Doubt in the definition of thermodynamic work I am reading the Moran's Fundamentals of Engineering Thermodynamics. He gives the thermodynamic definition of work as:

A particular interaction is categorized as a work interaction if it satisfies the following
criterion, which can be considered the thermodynamic definition of work: Work is done by
a system on its surroundings if the sole effect on everything external to the system could have
been the raising of a weight. Notice that the raising of a weight is, in effect, a force acting
through a distance, so the concept of work in thermodynamics is a natural extension of the
concept of work in mechanics.
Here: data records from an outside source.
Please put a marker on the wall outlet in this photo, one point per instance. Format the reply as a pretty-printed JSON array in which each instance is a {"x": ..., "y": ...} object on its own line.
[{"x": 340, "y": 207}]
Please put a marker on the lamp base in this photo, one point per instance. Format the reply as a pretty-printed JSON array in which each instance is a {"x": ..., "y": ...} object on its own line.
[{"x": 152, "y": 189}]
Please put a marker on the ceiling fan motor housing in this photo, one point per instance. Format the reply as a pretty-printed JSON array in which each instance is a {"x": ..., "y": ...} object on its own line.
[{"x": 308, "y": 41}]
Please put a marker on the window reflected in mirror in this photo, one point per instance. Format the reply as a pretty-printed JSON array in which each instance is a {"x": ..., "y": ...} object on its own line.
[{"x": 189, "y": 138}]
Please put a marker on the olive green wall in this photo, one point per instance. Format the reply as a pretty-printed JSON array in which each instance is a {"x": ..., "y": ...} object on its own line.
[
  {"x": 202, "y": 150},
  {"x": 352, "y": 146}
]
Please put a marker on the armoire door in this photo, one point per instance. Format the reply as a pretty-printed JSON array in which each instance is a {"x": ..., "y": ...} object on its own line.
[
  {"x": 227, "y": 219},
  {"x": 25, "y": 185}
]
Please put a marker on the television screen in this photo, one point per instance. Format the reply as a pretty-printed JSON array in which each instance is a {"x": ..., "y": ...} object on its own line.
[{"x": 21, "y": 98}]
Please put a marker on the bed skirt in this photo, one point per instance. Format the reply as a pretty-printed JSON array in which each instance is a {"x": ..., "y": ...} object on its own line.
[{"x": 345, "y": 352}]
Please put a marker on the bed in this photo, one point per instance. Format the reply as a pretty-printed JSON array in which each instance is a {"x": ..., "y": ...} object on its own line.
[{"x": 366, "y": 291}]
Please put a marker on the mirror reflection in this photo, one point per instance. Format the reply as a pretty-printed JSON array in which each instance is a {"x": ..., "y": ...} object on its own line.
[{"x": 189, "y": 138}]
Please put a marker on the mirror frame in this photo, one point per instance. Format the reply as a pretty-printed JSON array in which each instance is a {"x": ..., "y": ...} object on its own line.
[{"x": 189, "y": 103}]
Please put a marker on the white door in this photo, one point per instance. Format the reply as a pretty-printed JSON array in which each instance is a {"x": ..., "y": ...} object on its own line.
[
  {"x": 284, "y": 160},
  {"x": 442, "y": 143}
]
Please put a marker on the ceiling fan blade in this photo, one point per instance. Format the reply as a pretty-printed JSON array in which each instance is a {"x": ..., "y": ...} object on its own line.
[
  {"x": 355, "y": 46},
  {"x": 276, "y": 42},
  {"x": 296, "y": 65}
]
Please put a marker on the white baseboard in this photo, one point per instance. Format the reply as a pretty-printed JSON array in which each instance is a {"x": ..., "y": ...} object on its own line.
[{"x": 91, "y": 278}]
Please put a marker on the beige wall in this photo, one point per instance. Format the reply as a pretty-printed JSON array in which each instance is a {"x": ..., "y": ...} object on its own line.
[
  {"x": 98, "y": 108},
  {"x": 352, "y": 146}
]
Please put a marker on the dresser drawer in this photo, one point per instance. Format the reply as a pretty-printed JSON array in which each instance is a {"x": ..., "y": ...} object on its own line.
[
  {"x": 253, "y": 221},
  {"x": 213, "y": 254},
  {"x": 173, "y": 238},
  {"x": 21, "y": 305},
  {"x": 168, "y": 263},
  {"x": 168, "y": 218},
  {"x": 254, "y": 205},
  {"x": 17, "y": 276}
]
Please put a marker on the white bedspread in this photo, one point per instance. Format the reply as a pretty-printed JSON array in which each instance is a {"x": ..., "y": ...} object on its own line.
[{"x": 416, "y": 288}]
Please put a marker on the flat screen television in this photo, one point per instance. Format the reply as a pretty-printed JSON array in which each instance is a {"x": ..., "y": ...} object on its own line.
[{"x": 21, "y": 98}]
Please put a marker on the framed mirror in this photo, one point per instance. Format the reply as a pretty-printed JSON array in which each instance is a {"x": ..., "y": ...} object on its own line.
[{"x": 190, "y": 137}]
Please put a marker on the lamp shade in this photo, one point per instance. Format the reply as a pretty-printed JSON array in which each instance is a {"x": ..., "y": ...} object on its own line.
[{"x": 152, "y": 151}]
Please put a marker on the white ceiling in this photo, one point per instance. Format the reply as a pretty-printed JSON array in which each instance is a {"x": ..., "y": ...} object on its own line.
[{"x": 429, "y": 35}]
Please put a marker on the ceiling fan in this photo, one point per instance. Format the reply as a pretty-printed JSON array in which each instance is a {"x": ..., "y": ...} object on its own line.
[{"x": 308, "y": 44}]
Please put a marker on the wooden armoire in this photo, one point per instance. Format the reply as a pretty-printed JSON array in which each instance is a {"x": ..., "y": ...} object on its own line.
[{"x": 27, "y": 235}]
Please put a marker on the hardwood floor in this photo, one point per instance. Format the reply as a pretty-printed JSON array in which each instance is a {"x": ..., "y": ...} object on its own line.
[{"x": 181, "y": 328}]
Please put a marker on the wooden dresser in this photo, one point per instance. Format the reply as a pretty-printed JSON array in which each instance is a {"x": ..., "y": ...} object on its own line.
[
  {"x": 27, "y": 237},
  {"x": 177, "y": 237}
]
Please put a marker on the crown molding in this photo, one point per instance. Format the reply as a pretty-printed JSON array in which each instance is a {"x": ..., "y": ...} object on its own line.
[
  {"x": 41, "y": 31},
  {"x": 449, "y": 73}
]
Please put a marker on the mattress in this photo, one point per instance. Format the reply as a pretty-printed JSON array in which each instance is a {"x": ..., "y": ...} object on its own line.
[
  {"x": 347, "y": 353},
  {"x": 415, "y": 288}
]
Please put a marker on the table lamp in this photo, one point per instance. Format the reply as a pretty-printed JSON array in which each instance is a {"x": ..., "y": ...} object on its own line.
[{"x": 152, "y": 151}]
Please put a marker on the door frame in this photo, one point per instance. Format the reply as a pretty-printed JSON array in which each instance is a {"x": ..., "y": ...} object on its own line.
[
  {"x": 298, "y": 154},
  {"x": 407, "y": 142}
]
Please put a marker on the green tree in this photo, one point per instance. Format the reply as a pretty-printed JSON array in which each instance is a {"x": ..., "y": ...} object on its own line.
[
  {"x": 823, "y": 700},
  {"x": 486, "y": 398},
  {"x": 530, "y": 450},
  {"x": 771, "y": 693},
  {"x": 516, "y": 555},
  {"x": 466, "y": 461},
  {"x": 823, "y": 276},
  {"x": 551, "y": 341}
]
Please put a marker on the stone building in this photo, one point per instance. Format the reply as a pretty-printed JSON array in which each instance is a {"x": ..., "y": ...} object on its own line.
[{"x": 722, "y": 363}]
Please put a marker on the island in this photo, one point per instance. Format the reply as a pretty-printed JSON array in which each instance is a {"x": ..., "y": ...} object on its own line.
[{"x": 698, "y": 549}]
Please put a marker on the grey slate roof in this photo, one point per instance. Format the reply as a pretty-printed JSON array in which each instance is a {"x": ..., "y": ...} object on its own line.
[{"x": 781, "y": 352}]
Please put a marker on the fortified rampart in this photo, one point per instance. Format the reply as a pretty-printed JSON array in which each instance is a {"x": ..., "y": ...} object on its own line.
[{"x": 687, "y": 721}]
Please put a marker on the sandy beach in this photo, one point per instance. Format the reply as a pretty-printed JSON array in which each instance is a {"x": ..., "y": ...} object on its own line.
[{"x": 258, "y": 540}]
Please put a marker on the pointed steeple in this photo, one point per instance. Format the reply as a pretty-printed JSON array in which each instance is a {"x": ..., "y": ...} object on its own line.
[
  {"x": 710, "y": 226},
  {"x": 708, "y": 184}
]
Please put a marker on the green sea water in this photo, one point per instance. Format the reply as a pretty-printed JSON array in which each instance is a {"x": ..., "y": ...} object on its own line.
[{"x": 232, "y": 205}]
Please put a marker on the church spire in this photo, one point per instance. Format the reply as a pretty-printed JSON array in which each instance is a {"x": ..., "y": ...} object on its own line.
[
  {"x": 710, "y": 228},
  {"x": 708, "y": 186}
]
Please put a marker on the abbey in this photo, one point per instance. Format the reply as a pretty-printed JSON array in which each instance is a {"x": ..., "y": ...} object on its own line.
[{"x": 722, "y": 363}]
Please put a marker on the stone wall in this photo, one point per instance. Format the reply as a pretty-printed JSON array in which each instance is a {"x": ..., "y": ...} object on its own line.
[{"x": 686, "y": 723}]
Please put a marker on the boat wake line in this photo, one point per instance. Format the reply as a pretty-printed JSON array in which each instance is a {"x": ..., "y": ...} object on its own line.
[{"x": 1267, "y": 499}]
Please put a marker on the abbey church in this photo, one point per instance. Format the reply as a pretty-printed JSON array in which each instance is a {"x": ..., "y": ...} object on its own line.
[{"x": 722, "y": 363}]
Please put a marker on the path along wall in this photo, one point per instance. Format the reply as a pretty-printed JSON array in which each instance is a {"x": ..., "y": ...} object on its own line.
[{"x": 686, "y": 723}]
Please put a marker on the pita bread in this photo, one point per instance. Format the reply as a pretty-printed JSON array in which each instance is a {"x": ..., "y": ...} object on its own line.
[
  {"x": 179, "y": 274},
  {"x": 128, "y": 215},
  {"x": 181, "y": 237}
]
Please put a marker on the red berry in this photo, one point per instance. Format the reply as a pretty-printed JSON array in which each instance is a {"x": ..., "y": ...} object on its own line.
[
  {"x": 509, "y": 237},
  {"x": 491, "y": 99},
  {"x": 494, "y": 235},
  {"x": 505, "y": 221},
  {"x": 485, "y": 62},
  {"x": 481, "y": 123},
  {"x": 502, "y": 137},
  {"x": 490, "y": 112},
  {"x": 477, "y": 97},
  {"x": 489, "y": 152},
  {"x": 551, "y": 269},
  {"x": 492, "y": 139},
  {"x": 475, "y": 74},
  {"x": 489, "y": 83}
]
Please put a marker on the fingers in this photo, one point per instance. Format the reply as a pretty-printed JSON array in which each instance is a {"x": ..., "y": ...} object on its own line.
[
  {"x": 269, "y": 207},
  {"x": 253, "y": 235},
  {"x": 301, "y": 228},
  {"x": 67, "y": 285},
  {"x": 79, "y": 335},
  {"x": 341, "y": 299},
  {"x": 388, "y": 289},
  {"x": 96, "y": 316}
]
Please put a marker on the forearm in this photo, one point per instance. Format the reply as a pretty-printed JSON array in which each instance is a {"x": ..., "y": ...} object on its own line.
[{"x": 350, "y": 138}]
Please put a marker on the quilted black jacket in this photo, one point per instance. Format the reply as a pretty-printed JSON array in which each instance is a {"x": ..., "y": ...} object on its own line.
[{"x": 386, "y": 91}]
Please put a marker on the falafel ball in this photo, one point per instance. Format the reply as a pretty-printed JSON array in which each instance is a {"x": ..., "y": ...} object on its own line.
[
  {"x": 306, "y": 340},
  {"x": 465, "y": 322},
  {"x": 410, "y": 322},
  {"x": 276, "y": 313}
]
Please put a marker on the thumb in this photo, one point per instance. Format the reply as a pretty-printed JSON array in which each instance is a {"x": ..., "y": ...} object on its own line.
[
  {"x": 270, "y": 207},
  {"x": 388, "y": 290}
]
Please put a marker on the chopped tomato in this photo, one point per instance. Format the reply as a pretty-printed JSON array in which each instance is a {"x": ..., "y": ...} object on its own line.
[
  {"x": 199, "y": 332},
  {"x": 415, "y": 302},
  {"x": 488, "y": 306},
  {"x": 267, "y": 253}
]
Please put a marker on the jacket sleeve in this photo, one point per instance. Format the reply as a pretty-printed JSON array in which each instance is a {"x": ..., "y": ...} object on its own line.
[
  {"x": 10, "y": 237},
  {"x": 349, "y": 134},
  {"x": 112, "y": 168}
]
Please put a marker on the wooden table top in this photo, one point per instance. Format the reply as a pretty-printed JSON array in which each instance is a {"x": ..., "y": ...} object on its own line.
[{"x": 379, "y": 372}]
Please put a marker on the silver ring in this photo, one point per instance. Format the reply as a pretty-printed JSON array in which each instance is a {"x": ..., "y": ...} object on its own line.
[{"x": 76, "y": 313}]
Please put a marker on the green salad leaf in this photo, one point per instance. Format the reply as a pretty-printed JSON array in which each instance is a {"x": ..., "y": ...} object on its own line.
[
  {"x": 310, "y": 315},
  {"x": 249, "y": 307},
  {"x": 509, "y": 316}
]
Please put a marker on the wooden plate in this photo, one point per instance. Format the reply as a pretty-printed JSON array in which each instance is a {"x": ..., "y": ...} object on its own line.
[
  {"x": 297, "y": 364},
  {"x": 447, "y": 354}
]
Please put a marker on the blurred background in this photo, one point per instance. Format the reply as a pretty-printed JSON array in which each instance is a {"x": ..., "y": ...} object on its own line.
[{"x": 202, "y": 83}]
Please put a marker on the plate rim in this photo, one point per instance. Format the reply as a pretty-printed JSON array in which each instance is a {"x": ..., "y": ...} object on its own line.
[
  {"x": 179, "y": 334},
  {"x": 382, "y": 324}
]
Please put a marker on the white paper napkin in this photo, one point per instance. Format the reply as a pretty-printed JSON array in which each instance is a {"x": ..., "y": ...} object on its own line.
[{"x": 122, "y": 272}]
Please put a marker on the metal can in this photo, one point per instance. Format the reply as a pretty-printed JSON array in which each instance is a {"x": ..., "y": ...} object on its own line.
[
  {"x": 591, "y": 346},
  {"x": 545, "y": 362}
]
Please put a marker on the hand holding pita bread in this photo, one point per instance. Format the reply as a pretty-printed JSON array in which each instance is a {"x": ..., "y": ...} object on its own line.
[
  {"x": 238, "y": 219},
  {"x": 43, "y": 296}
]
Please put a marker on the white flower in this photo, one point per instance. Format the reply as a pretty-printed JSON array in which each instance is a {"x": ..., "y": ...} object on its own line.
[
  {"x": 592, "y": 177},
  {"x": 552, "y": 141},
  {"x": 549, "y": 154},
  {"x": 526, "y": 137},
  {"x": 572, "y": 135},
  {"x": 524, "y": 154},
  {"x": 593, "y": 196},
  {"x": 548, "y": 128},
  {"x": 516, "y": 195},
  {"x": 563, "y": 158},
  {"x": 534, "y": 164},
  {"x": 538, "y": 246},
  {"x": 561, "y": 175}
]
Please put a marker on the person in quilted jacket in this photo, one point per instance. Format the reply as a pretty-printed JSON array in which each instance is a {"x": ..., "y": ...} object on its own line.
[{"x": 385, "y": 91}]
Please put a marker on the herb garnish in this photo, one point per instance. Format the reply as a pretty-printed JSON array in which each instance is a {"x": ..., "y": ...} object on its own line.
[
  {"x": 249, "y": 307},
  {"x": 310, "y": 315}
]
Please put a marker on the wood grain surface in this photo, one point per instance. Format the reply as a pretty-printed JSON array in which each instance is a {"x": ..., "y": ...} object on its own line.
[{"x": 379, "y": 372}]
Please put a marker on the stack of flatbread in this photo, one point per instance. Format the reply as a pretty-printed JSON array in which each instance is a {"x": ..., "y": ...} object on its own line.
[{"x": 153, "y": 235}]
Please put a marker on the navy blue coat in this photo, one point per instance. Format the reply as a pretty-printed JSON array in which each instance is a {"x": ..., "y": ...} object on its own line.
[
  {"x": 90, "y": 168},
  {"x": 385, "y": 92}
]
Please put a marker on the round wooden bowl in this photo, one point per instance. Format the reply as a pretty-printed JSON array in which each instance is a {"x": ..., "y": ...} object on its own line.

However, the test of whether a work interaction has taken place
is not that the elevation of a weight has actually taken place, or that a force has actually acted
through a distance, but that the sole effect could have been an increase in the elevation of a
weight.

I am not able to understand what actually he meant by this thermodynamical definition of work. What actually is raising the weight means in this definition?
He told the thermodynamical work to be the extension of mechanical work.
Please help me in understanding it.
 A: The essence of thermodynamic work is that the energy of all the particles in the system are elevated (or depressed) identically in concert. This is the case whether we're raising a weight, stretching a surface to have more area, pressurizing a gas, polarizing something with an electric field, magnetizing something, elastically deforming it, and so on.
In fact, if the system is very cold, then the reference state and a history of the work is nearly enough to know everything there is to know about each particle (in a relative sense to a hot system's randomness and uncertainty).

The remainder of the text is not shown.